В спальне на чердаке прибывший вместе с Томом Харрисом детектив закурил трубку и задумался, что сталось с молодым адвокатом. Детектив стучался в его комнату, но ответа не последовало. Теперь, когда стихли все звуки, он решил прогуляться. Сегодня ему не суждено поспать.

В гостиной мало что изменилось. Лампа погасла, и кружевные шторы пропускали мерцание звезд.

Патриция снова спала урывками, беспокойно, а Том не спал. Все это время сон к нему не шел. Ее каштановые волосы растрепались и струились по его пальто. Ее дыхание было тихим, но не совсем ровным.

Его мысли легко и бессвязно блуждали по прошлой жизни, с ноткой удовольствия и печали возвращаясь к нынешнему окружению. Он знал, что над Фалмутским заливом белеет под звездами вода. На одиноких холмах у Пенрина стоит притихший после всех ветров и дождя лес, и деревья шепчут о том, что человек смертен. Человеческая жизнь — лишь шелест, слабое брожение между вздохами природы, стремление к свету и сгусток сумерек. Изменчивая и временная связь между светом и тьмой. Вскоре забудутся и самая сильная душевная боль, и самое яркое счастье. Они казались огромными как горы, как громадины туч, но рассеялись как дым.
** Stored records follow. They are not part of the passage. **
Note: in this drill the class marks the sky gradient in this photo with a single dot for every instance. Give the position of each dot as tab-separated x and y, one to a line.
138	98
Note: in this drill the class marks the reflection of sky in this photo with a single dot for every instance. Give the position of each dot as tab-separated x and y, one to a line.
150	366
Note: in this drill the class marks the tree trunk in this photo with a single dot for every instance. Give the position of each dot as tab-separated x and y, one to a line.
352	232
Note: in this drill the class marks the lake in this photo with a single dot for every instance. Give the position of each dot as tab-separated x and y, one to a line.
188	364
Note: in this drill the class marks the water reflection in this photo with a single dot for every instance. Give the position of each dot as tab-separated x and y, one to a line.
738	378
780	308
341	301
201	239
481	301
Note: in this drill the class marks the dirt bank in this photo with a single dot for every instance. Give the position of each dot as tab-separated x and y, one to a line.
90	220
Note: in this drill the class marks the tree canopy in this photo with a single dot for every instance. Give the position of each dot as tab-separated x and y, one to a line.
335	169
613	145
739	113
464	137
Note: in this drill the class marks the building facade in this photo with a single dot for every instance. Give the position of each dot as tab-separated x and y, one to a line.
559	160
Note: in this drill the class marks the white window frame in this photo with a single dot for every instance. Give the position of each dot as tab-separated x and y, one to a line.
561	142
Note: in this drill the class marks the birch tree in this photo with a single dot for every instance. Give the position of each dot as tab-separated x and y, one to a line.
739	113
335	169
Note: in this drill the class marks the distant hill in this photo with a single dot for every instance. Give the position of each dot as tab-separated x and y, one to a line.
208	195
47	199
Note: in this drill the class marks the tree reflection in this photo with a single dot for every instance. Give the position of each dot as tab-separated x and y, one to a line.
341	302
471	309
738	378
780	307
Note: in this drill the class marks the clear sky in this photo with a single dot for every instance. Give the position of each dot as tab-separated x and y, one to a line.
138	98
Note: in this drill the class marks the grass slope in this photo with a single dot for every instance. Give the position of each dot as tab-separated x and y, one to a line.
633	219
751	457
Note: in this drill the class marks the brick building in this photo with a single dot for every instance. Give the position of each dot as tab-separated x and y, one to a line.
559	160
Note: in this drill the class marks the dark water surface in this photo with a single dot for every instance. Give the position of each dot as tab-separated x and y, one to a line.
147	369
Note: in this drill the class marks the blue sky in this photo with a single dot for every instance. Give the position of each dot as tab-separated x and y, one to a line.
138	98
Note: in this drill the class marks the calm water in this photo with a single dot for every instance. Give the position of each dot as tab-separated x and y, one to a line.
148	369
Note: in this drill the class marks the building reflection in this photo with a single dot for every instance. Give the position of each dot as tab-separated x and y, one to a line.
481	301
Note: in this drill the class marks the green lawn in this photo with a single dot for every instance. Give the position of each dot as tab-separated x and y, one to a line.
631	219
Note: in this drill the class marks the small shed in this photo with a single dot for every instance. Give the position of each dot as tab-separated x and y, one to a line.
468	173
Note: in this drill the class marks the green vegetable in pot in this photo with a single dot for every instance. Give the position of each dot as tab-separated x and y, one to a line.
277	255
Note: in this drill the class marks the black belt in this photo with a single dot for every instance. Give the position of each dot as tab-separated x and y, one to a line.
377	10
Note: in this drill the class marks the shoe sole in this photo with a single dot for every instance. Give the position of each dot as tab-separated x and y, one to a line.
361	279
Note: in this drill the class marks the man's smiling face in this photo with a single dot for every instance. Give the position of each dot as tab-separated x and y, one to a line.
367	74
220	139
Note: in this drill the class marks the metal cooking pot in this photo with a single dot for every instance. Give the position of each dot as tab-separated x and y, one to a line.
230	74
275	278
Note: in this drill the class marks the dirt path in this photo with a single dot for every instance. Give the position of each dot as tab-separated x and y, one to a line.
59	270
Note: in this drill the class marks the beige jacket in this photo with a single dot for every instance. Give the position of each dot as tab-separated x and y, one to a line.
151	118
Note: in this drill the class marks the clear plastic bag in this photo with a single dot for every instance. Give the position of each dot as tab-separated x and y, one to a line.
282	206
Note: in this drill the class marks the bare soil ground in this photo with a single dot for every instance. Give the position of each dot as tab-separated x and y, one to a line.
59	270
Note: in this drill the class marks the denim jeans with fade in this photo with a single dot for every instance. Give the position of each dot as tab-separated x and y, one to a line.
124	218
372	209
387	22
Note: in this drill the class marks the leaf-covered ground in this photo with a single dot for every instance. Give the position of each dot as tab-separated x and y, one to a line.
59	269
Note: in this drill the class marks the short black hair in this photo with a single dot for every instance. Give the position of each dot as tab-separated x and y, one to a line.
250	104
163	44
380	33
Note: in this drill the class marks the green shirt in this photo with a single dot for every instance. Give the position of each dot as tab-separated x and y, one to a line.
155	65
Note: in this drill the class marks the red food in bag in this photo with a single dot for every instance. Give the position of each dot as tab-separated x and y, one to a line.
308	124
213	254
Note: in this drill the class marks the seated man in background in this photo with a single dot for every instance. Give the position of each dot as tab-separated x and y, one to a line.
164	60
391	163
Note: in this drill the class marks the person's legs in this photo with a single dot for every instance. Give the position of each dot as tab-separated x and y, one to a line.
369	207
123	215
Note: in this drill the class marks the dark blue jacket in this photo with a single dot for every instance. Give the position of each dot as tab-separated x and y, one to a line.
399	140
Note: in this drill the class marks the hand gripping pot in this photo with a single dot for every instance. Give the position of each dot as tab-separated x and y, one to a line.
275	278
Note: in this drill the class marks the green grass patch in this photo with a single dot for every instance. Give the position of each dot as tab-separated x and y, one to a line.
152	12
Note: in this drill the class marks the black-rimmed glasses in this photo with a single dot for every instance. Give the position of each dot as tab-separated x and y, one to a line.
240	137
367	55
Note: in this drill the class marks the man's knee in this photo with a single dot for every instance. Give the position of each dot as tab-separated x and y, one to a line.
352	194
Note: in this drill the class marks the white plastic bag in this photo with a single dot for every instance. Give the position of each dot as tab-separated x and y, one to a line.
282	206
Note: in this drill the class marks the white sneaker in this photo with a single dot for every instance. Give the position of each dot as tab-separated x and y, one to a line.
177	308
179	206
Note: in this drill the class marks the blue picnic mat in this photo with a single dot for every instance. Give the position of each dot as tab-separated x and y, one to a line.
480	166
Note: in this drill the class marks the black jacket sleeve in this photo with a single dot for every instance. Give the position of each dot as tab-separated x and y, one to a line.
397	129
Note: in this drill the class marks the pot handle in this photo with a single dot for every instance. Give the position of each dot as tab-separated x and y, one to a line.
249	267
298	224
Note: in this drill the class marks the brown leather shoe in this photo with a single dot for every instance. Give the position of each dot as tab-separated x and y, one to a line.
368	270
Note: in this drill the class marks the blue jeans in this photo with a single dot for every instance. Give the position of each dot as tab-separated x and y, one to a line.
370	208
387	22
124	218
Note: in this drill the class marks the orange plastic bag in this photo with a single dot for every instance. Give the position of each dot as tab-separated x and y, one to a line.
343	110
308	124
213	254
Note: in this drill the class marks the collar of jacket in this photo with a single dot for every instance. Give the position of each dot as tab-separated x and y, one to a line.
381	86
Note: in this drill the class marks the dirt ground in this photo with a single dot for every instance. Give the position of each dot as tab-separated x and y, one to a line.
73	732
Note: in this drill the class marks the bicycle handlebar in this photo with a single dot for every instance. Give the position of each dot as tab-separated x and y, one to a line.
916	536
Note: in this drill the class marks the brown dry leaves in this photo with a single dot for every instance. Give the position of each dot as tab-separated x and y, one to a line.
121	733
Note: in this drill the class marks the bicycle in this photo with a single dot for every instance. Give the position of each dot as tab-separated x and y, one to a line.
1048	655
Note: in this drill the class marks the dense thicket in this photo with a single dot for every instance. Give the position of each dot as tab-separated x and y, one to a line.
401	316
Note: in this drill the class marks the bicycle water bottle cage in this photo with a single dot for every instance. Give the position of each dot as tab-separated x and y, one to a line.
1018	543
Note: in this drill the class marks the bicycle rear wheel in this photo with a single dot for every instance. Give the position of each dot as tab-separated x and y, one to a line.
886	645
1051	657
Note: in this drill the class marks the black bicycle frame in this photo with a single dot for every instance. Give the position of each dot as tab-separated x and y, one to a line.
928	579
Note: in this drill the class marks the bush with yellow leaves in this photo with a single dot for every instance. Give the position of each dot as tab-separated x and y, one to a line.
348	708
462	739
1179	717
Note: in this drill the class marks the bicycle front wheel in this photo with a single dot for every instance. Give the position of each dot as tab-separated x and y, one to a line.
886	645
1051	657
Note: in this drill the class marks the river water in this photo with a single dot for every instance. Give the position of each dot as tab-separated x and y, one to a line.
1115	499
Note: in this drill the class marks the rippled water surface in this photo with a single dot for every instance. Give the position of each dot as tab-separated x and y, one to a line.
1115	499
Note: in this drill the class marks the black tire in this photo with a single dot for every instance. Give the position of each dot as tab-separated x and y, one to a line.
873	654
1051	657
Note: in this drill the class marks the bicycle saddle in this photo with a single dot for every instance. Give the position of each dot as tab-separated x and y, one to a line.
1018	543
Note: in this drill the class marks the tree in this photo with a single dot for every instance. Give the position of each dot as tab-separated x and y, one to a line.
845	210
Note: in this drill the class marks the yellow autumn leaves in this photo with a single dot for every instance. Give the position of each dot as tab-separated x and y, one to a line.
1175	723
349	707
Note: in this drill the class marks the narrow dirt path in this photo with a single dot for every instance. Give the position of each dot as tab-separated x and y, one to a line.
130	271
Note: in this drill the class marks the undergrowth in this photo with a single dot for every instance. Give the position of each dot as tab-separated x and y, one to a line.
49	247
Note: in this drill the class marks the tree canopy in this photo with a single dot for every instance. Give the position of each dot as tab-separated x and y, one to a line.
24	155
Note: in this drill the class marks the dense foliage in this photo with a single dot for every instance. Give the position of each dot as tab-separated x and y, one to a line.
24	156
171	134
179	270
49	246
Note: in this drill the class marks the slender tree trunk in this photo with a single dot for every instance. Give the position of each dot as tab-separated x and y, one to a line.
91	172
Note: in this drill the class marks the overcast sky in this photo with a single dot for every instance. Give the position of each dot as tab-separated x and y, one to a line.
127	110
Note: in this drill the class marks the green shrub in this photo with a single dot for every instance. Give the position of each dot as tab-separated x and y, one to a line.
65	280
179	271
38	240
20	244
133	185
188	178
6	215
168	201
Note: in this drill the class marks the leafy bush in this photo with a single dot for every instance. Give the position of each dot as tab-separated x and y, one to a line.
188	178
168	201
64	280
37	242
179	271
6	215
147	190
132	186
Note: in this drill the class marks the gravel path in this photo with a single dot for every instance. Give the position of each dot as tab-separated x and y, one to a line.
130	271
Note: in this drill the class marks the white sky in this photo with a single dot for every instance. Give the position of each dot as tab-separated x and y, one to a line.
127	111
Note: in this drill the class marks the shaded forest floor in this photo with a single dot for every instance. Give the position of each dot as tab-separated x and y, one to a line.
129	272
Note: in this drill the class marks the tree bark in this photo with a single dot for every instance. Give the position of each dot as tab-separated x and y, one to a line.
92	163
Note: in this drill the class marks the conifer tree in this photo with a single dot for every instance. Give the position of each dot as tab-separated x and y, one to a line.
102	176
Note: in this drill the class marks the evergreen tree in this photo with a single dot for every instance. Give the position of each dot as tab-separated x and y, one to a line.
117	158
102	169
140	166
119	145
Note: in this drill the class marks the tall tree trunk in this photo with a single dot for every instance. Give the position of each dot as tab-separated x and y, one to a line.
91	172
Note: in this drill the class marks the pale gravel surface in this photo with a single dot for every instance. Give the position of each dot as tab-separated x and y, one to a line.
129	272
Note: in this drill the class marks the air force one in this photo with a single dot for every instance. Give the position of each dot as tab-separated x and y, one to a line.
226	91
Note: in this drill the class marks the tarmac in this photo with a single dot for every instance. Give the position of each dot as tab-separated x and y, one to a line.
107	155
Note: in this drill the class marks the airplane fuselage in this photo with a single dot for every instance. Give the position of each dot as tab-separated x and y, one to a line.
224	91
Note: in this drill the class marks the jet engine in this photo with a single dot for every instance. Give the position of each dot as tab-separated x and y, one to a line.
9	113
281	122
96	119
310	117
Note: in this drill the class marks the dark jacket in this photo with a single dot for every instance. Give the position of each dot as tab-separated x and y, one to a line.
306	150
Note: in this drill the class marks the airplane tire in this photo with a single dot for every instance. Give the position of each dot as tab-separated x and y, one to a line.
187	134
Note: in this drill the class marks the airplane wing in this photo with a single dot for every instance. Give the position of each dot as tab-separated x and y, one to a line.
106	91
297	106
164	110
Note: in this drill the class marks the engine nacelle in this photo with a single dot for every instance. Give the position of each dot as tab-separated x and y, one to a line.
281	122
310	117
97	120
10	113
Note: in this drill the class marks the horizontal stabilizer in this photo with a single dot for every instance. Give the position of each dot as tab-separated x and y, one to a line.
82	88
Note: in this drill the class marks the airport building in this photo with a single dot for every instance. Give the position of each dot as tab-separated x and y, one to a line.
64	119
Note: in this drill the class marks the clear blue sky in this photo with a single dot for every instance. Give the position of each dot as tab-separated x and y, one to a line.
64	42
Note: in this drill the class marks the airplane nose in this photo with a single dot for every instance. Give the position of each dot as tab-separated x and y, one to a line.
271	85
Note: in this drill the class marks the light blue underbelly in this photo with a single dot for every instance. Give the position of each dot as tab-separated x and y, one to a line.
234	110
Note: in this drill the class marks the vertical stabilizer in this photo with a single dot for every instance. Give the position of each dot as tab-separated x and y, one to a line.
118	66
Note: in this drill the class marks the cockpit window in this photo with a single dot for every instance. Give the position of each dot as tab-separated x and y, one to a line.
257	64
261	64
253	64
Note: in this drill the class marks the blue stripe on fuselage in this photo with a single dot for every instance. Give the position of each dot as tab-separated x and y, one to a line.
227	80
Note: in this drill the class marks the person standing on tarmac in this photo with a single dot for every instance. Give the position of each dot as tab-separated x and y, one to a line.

Он вспоминал о школьных годах и о матери, и об Энтони, спящем в другой комнате, и о Патриции, вышедшей за него замуж, гордой и дерзкой, но теплой и заслуживающей любви; милой, доброй и снисходительной, но вспыльчивой, недисциплинированной и опрометчиво импульсивной. Холод и тепло; теперь они были здесь, в его объятиях. Гнев и любовь. Непокорность и послушание. Непредсказуемая, но верная. Изменится ли она для него? Нет, если он вообще сумеет ее заполучить. Рождение и смерть, дневной свет и закат — все это раньше его не касалось. И теперь стали реальностью, эти несколько часов между молодостью и пониманием.

Он думал о своей профессии и о будущем. Его влекла Южная Африка, вместе с Патрицией или без нее. Там, среди огромных гор, рек и лесов, ссорились крохотные люди, как будто мир принадлежит им, как будто они не получили его на время. Том задумался о кораблекрушении и о зловещем ветре, который время от времени стонал вокруг гостиницы. Он думал об Энтони и его будущем. Они задолжали Энтони не одно только случайное воспоминание… А любовь и ответную преданность.